Sinterklaasje kom (toch maar) binnen met je knecht?
Verpieterd feestje
Het scheelde niet veel of de Sinterklaasintocht van dit jaar had meer politiepetten dan Pieten. Bij zo’n hoeveelheid politieknuppels was de roe een beetje een lachertje. Ik dacht nog: ‘Hadden deze peperdure beveiligers niet met geverderde pet suikergoed kunnen uitdelen, om zo tenminste de illusie te creëren van een ongedwongen kinderfeestje?’ Maar ja, zo’n zweem van solidariteit zou waarschijnlijk de politie tot boeman maken.

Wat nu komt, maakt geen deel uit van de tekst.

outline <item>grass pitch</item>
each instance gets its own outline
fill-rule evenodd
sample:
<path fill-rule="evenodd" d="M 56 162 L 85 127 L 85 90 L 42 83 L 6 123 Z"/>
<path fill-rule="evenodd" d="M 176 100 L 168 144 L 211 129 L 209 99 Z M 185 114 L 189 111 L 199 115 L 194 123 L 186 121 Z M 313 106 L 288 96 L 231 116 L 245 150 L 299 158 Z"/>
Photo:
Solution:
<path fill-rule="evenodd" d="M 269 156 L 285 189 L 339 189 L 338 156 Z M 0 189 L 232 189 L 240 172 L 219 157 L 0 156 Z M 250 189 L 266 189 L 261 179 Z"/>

M’n kleine meid scheen ’t allemaal niet te deren. Voor haar is de enige goede Piet, degene die haar snoepgoed geeft. En of deze nu zwart, beige of gifgroen is, maakt eigenlijk niet uit. Uiteindelijk bleek ze zelfs meer geboeid door het verhitte gehups van de lokale Riverdance groep, dan de stoomboot van zie ginds.

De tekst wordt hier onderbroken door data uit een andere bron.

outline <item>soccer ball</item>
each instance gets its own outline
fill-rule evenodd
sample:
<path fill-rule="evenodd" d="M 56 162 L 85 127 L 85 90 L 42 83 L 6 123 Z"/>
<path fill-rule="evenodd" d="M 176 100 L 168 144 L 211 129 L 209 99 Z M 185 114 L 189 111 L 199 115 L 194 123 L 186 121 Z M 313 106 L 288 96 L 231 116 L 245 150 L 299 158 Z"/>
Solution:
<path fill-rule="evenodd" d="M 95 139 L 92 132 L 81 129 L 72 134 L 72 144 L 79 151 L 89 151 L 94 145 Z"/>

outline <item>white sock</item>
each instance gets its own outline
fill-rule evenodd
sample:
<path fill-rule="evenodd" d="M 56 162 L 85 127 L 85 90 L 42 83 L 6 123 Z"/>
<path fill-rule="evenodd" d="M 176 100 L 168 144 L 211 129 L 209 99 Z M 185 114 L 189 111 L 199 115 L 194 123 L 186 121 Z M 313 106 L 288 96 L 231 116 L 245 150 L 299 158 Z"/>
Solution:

Het contrast met het ‘heerlijk avondje’ uit mijn eigen kindertijd wordt met het jaar groter. Mijn ouders vertelden mij overigens meteen hoe het zat: Die man op dat paard? Dat was Sinterklaas, maar die baard was nep. Net als zwarte Piet… En die cadeautjes? Die kochten pappa en mamma gewoon bij Bart Smit. Mijn premature inwijding in deze nationale ‘conspiracy’ verpestte het dan ook al gauw voor mijn klasgenootjes.

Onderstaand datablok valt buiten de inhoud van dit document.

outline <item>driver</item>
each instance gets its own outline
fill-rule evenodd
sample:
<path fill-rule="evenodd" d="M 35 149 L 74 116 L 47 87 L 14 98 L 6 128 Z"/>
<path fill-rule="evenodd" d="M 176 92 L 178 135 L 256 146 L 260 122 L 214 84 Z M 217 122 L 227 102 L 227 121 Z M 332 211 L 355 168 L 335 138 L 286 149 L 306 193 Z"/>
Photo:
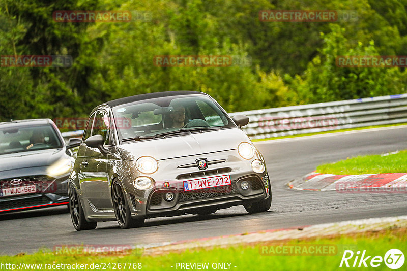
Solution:
<path fill-rule="evenodd" d="M 174 111 L 169 114 L 172 120 L 172 127 L 182 128 L 185 125 L 184 121 L 185 120 L 185 108 L 179 105 L 173 106 L 173 107 Z"/>
<path fill-rule="evenodd" d="M 45 138 L 44 132 L 41 130 L 36 130 L 33 132 L 33 134 L 30 138 L 30 144 L 27 146 L 27 149 L 30 149 L 35 144 L 45 143 Z"/>

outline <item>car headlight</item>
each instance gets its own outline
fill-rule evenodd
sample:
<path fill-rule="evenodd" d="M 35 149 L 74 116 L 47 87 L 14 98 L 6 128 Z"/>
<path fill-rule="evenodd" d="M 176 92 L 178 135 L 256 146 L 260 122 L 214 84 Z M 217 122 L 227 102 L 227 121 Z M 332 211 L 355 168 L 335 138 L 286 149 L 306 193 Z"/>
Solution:
<path fill-rule="evenodd" d="M 153 157 L 143 156 L 137 159 L 136 167 L 138 171 L 142 173 L 151 174 L 157 171 L 158 163 Z"/>
<path fill-rule="evenodd" d="M 239 145 L 238 152 L 244 159 L 251 159 L 254 155 L 254 149 L 253 146 L 247 142 L 242 142 Z"/>
<path fill-rule="evenodd" d="M 152 179 L 146 176 L 137 177 L 133 182 L 133 185 L 137 189 L 146 190 L 151 188 L 155 185 L 155 182 Z"/>
<path fill-rule="evenodd" d="M 264 164 L 260 160 L 256 159 L 251 162 L 251 168 L 256 173 L 264 172 Z"/>
<path fill-rule="evenodd" d="M 56 177 L 71 172 L 72 168 L 72 163 L 70 159 L 60 159 L 48 167 L 47 169 L 47 175 Z"/>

De Sinterklaaspret bij ons thuis werd er niet minder door. Elk jaar weer die race tegen de klok om de surprises- met-gedicht vóór zevenen bij de openhaard te parkeren. Geweldig! Gaandeweg werd het surprisegehalte wat minder, maar nam onze dichterlijke devotie toe. Bij ons in de familie kon je dan ook niet aankomen met uitgekauwde ‘Sint-zat-zwaar-te-denken-wat-hij-jou-zou-schenken’ clichés. Zelfs een schamel paar sokken werd tot een Shakespeareaans hoogstandje verheven. Mooie tradities die de Sint en Piet folklore ver te boven gingen, …maar mij ook verpesten voor het leven! Want eenmaal uit huis, heb ik nog menig 5 december tenenkrommend de poëtische prietpraat moeten aanhoren van vrienden die zich Vondel waanden. Ik realiseerde me al gauw dat niet iedereen dezelfde waarden meekreeg met zo’n volksfeest.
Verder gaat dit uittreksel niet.